The move is a rare objection by Korea, the host of the November G20 Seoul Summit. Korea has defined its role at the G20 mainly as an arbiter and a consensus builder among the world’s largest economies.
Chin Dong-soo, the chairman of the Financial Supervisory Commission (FSC), said at a press conference that the country will face serious disorder in the financial reporting system if the G20 pushes ahead with its reform plan of accounting standards as planned.
It was a plea made to the Financial Stability Board (FSB), which reports to the G20 on financial regulatory issues.
The FSB chairman Mario Draghi said at the same press conference that the board will push the world’s two dominant accounting rules ― the U.S. GAAP and Europe’s IFRS ― to create a converged standard by June 2011.
This G20 initiative for a new, consolidated rule may bring about a big headache for Korean firms, and a bonanza for global accounting service organizations. Many large Korean companies have already spent a lot of money in setting up accounting and IT systems based on the IFRS method over the past few years.
“The accounting issue is the gravest for Korea. Since the convergence process is already underway, there will be some effects on countries like us, which were moving toward the IFRS,” Chin said after Draghi’s remark. “In that sense, I asked the FSB to take more time (in converging the accounting rules), and to create a channel through which emerging countries such as Korea can present their opinions.”
The IFRS is often dubbed as fair-value accounting. It is generally more accurate in evaluating the present market value of assets a firm holds than the U.S. GAAP, so Korea was trying to fully implement it from next year. But since the financial crisis, the time-relevance of the IFRS has been blamed for aggravating volatility in the financial market.
Accounting firms say that the FSB’s move could cost Korean firms tens of billions of won, after they have just spent a huge amount of money in shifting from the GAAP-based standard to the IFRS-oriented one. The government is forcing them to use the IFRS for every listed company from next year.
“It’s possible that the this could cost Korean firms a lot of money, depending on what changes the FSB wants to make,” A Korean spokesman of a major global accounting firms told The Korea Times Thursday. “Frankly speaking, this is a good business opportunity for accounting firms.”
The FSB is a gathering of financial regulators and central bank governors from 24 countries, and it reports to the G20 summit. The group on Wednesday agreed to present a set of policy suggestions to the G20, which will be endorsed at the Seoul summit next month.
The FSB’s recommendation to the G20 wants countries to strengthen supervision on their own too-big-to-fail financial institutions, and reduce reliance on credit-rating agencies such as Moody’s.
Other suggestions include creating a central clearing house for complex financial derivatives products, which are now traded “over-the-counter” between sellers and buyers ― without the involvement of a third party such as a stock exchange or regulators.

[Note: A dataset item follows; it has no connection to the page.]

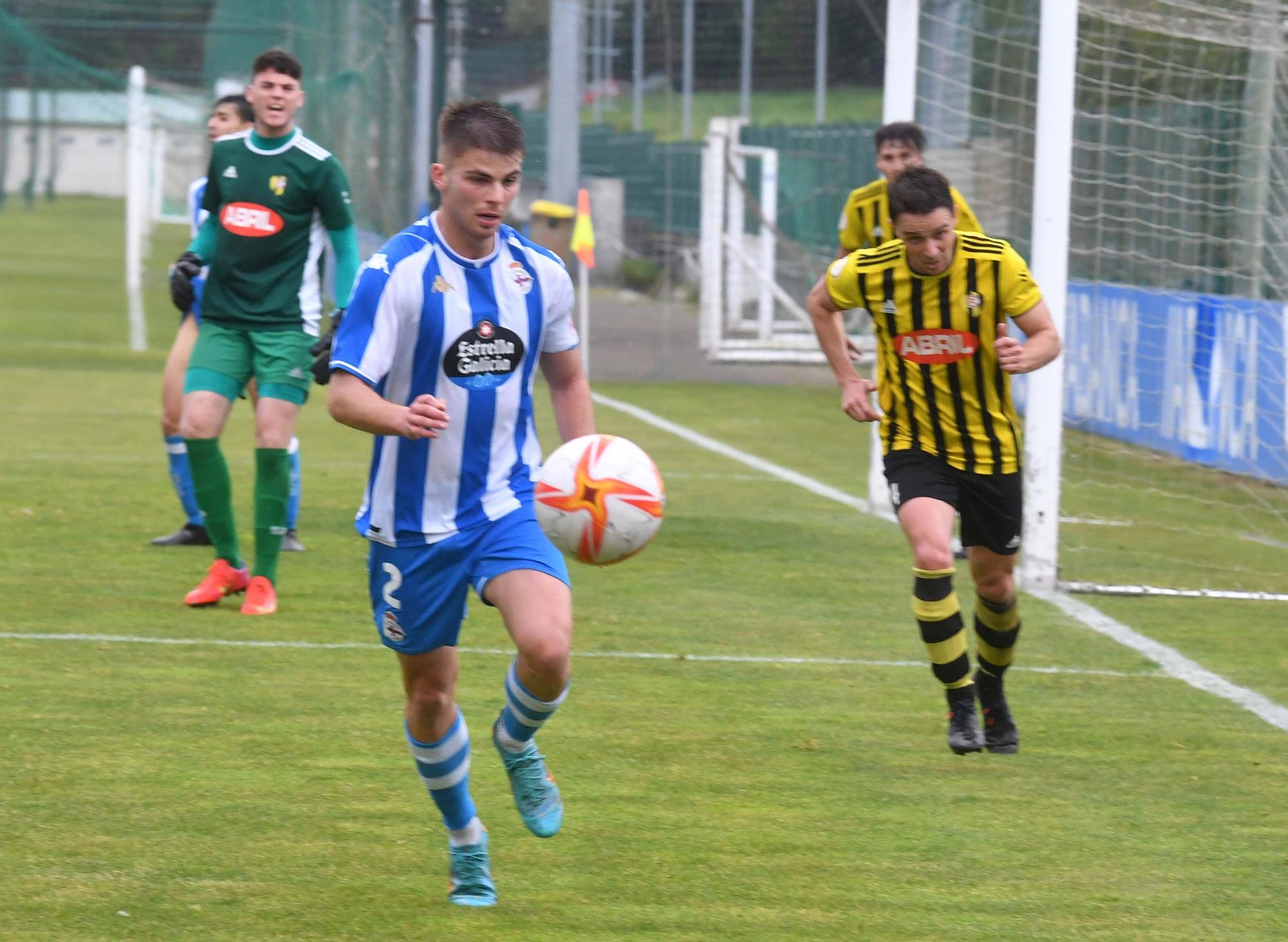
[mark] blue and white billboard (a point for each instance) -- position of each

Kim Choong-soo, governor of the Bank of Korea, told The Korea Times that it will take some time for the G20 to come up with details of the proposed rules.

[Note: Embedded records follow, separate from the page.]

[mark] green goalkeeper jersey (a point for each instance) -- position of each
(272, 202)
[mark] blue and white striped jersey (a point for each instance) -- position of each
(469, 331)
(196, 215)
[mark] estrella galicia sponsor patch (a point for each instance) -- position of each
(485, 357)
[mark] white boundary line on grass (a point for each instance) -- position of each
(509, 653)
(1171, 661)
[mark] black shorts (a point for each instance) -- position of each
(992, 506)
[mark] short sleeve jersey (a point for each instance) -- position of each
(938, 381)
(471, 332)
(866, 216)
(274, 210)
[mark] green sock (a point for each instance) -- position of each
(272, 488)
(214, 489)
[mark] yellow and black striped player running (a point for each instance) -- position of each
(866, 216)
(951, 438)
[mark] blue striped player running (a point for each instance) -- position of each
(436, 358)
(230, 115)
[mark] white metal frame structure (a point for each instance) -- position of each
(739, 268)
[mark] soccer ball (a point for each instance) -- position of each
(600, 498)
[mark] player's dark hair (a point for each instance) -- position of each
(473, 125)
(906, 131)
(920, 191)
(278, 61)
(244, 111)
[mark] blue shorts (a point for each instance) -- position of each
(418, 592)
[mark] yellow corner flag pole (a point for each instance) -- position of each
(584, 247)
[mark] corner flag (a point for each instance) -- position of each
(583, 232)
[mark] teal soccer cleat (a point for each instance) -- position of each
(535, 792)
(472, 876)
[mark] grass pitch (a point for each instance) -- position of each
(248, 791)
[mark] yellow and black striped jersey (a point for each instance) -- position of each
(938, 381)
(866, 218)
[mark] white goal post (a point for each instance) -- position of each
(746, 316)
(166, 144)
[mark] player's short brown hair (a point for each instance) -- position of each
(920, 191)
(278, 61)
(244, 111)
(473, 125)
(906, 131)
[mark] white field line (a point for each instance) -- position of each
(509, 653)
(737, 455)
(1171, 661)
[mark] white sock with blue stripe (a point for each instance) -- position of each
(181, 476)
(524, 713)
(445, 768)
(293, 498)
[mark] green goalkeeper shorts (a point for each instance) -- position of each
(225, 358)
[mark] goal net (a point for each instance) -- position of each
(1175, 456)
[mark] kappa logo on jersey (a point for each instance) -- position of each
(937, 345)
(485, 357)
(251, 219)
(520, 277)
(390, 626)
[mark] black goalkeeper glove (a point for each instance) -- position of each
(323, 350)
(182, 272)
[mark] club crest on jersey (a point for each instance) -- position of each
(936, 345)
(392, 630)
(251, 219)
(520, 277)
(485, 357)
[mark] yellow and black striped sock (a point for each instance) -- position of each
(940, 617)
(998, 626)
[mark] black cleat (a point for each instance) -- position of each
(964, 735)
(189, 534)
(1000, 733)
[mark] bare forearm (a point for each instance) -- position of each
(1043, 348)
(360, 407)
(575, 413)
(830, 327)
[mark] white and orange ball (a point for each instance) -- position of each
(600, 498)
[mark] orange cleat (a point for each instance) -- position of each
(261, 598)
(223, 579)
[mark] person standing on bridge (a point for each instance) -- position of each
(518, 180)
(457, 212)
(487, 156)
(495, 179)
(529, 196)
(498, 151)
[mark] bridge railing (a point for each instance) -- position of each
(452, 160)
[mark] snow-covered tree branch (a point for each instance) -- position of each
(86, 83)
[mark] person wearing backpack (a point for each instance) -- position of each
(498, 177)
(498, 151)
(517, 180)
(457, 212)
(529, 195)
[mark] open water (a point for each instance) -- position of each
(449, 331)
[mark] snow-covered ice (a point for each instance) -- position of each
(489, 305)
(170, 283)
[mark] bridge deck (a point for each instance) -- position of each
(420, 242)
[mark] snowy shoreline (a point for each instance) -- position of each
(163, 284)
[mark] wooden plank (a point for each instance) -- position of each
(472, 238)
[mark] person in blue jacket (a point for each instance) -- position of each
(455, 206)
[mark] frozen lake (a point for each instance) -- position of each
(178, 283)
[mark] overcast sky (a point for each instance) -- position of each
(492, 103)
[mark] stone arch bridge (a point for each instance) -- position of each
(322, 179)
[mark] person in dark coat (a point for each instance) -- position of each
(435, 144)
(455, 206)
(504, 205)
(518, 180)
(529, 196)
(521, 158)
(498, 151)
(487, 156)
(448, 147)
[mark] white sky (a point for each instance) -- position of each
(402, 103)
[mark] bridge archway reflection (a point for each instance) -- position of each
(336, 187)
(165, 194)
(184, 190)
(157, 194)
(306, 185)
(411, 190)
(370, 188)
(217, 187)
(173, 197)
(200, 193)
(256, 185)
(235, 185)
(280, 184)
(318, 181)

“We need to see the general trend of financial regulations. It shows that we have now agreed on which way we should go,” he told The Korea Times.
Early on Tuesday, the Basel Committee of Banking Supervision, another group of central bankers, agreed to fix the rules on the too-big-to-fail banks by mid-2011. However, the rules will not be implemented for a few years.
The issues will be discussed at the G20 Ministerial Meeting to be held this Friday and Saturday in Gyeongju, South Korea.